This is an automated email from the ASF dual-hosted git repository.
eolivelli pushed a commit to branch branch-2.10
in repository https://gitbox.apache.org/repos/asf/pulsar.git
The following commit(s) were added to refs/heads/branch-2.10 by this push:
new a1abf28 KCA: Option to sanitize topic name for the conenctors that
cannot handle pulsar topic names (#14475)
a1abf28 is described below
commit a1abf285b11df90c5535eb852db98d8ee03556a9
Author: Andrey Yegorov <[email protected]>
AuthorDate: Mon Feb 28 12:59:40 2022 -0800
KCA: Option to sanitize topic name for the conenctors that cannot handle
pulsar topic names (#14475)
### Motivation
Some kafka connectors do not sanitize topic names (or incompletely do) to
match what downstream system supports.
It works in kafka in most cases, assuming appropriately named topics.
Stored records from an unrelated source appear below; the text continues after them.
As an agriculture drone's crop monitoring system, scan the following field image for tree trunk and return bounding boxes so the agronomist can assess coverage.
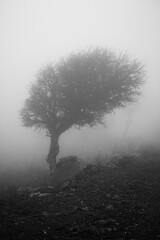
[46,134,59,172]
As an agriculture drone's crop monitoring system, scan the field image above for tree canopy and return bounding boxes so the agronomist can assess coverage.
[20,48,144,136]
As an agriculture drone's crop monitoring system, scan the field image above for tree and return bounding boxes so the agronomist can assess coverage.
[20,48,144,171]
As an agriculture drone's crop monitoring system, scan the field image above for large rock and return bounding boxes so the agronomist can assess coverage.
[52,156,86,187]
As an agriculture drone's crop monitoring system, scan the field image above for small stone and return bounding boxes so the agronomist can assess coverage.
[42,211,49,216]
[105,193,111,198]
[99,219,107,225]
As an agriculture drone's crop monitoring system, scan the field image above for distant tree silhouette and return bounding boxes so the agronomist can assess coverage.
[20,48,144,172]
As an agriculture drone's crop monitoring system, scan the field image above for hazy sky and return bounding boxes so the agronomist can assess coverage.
[0,0,160,163]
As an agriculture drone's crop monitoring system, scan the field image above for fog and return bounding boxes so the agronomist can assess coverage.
[0,0,160,167]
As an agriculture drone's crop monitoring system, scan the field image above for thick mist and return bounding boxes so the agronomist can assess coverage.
[0,0,160,169]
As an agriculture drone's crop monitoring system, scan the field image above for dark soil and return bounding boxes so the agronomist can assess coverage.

This
does not work well with Kafka Connect Adaptor because URI part is getting there.
### Modifications
* Flag to sanitize the topic name (disabled by default) and corresponding
functionality.
* test
### Verifying this change
- [ ] Make sure that the change passes the CI checks.
- added unit test
- verified with specific connector that didn't work without this change
### Does this pull request potentially affect one of the following parts:
*If `yes` was chosen, please highlight the changes*
- Dependencies (does it add or upgrade a dependency): (yes / no)
- The public API: (yes / no)
- The schema: (yes / no / don't know)
- The default values of configurations: (yes / no)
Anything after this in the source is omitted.